В темноте за воротами маячит чья-то неподвижная тень. Дядя Сеня, осознавая себя ответственным за положение, принимает строгий вид, быстро вытирает губы салфеткой, встаёт, решительно направляется к воротам и уже оттуда, разглядев пришедшего, радостно кричит:

- Это дед Матвей, с рыбалки! Передохнуть остановился!

- Так давай его сюда! Пусть проходит, с нами посидит, – распоряжается хозяин дачи. – Чего на ногах торчать-то?

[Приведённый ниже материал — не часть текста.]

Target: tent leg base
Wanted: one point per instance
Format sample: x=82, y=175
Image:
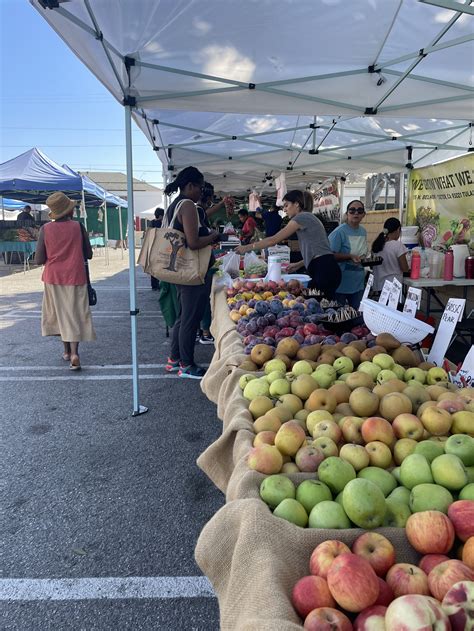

- А что за дед? Дачник что ли? Знакомый? – вполголоса интересуется Николай, пока дядя Сеня, приняв у старика удочки и подмокшую снизу засаленную холщовую сумку, ведёт неожиданного гостя к столу.

- Нет, это не здешний, деревенский из Ивановки – доброжелательной скороговоркой, тоже вполголоса коротко и точно поясняет капитан, – виделись как-то на рыбалке, хороший дед, стоящий.

- Доброго здоровьица! Вечер добрый! – приветствует и кивает головой каждому дед из деревни Ивановка. Деду Матвею далеко за восемьдесят, однако, невзирая на возраст, он подвижен, свеж и регулярно одним и тем же маршрутом ходит к речке и обратно верхней дорогой через посёлок. Он доволен, что его, не заподозрив в навязчивости, затащили «на огонёк» на территорию богатой (как сам он считает) дачи, и совсем не прочь задержаться, посидеть в мужской вольной компании, поговорить, послушать и набраться новых впечатлений.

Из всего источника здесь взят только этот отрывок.